Batı ruhunun insanı kuşatması ve kendine benzetmesi sonucu tatminsizlikler, doyumsuzluklar çılgınlıklara neden. Ruhun karmaşası ve karanlığı insanı boğuyor.

İnsanlığın mahremiyetleri ve özel dünyaları yok, kalmadı. Kendini saçıp savururken ve deşifre ederken bir zaman sonra kendisi de tükeniyor. Öyle bir zaman gelir ki kendini saçacak bir alan bile bulamıyor. Çünkü kendisi kalmıyor.

Hayat hemen her gün giderek zorlaşıyor.

Batı ruhunun karanlığı sadece kendini değil hemen hemen bütün insanlığı etkisi altında tutuyor. Görünür olana kanmak, ardı arkası gelmeyen uçurumlara neden. Geri dönüşü olmayan bir sürecin içinde kendini buluyor. Bunun bir çözümü de olmuyor ne yazık ki.

Müslümanların ruhlarının özüne dönmesi tek seçenek. Bu, insanlığın kurtuluşuna de neden olur. İnsanlığın başka seçeneği yok. Tuzaklara düşmeden, İslâm’ın kuşatıcılığında, Müslümanların samimi ve içliliğinde hayat yeniden yaşanabilir.

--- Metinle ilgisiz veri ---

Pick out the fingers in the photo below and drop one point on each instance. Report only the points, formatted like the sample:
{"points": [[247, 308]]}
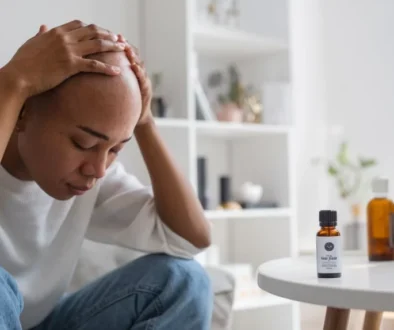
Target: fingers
{"points": [[87, 65], [121, 38], [92, 31], [70, 26], [98, 46], [43, 29], [140, 72]]}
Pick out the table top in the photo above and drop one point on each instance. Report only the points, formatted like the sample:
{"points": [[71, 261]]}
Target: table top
{"points": [[363, 285]]}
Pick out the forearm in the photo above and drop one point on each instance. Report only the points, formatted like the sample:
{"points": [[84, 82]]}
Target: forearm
{"points": [[11, 102], [176, 202]]}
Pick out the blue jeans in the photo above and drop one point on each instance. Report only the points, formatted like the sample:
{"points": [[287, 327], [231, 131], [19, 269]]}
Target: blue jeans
{"points": [[154, 292]]}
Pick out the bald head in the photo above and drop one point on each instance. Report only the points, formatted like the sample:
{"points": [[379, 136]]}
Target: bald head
{"points": [[92, 95], [68, 136]]}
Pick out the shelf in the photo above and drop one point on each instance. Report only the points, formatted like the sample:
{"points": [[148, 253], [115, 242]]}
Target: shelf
{"points": [[266, 300], [172, 122], [223, 41], [237, 130], [248, 214]]}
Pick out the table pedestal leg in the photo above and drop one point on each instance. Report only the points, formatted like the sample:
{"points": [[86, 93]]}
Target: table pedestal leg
{"points": [[372, 320], [336, 319]]}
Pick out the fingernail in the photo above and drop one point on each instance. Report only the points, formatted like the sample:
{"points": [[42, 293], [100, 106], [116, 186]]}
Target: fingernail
{"points": [[115, 69]]}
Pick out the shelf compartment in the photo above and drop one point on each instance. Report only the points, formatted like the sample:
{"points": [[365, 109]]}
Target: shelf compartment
{"points": [[237, 130], [172, 122], [218, 40]]}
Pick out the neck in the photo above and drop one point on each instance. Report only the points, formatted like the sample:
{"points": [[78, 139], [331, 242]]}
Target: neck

Müslümanlar önce kendi sorunlarını gidermekle yükümlü. Birbirlerine bağlanacak nedenler oluşturmalı. Buluşma nedenlerini yeniden hayata geçirmeli. Bu, çok da zor değil. Geçmişten bugüne Anadolu gerçeği asıl örnek. Bu, büyük Osmanlı Devletinin küçük bir modeli. Bırakın Müslümanları, müslüman olmayanlarıyla birlikte olabilirliğin ve yaşanırlığın gerçeği. Göz ardı olmayacak bir hayat ve bir geçmiş.

Yaşanmakta olan olumsuzluklar sadece ülkemiz ve coğrafyamız ile sınırlı değil. Dünyanın ve insanlığın ortak sorunu.

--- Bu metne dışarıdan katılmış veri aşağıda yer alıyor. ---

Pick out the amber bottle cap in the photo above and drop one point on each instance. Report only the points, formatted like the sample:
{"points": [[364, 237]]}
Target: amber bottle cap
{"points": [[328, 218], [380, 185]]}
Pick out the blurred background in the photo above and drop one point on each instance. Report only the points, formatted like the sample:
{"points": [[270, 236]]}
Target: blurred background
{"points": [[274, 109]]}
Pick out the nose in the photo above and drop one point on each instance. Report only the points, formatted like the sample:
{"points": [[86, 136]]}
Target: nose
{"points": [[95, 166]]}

Bunalımın nedenleri dünyayı uçuruma sürükleyenlerin peşine takılmak. Bu ileri bir hamle olarak algılandı.

Özenilen ve özendirilen tüketim ve sınırsızlığa sürükleyen hayatın baskınlığı ve etkisi oldukça büyük. İnsanın kendisini sakınması bile söz konusu olamıyor. Bir yanıyla dönemsel olarak kimi olumsuzluklara dönük kampanyaların etkisi de uzun sürmüyor. Tehlikeli bir ürün, bir nesne ve bir duruma bir yandan tepki gösterilirken bir yandan tuhaf bir biçimde vazgeçilemiyor. Çünkü insan ruhuna ve kanına sinmiş olan bir kanıksanmışlık var. Bu, bir tutkuya dönüşüyor. Artık bu bir yaşanmışlığa dönüşüyor.

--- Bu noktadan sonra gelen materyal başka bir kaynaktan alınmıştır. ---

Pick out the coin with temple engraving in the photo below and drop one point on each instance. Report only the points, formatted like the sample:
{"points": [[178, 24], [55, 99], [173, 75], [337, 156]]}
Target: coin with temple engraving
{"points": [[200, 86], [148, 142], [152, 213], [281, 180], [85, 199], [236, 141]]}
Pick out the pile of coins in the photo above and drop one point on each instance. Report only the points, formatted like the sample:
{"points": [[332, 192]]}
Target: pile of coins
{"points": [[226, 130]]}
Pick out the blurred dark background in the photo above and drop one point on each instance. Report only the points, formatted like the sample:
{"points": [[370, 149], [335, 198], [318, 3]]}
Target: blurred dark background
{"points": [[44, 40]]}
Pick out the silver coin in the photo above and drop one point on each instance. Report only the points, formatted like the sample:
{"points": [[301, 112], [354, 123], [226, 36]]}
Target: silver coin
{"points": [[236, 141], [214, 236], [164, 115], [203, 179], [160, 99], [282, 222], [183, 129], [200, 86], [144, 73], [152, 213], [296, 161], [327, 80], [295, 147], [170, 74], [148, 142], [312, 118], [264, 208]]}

Şu zorlu dönemin üstesinden gelebilmek için sahihlik ve samimiyet gerekiyor.

İnanmak ve tabiî zorlukları ve çileleri göze almak gerekiyor.

Yenilgi ve kölelik ruhundan sıyrılma ön koşul. Peygamberin hayatındaki zorlukların benzerini yaşamayı göze almak elbette ki zor ve elbette ki yürek ve inanç ister.

Şu dünyanın kirliklerinden arınmak için bu gerekli. İnsanlığın bir başka seçeneği yok.

İnsana değer veren bir anlayış. İnsanın kurtuluşun gerektiren bir yaşama biçiminin, özünün tek seçenek olduğu gerçeğini yaşama ve yaşatmanın gerekliliğinin insanlara ihsas edilmesi. Gönüllü olarak.

Zorun zorunu başarmak gerek. Sonsuz bir koşuya çıkacakların olduğu bir birliktelikle. Başlangıçta belki yalnız, belki zorlu belki acımasız.

Müslümanlar sevgileriyle, aşk ve içtenlikleriyle insanlığın önünü ve yolunu yeniden açabilir. Bu hiçbir zaman kapanmış değil.

Müslümanların kendileri olmaktan başka seçenekleri yok. Zor olanın tercihini göze alarak.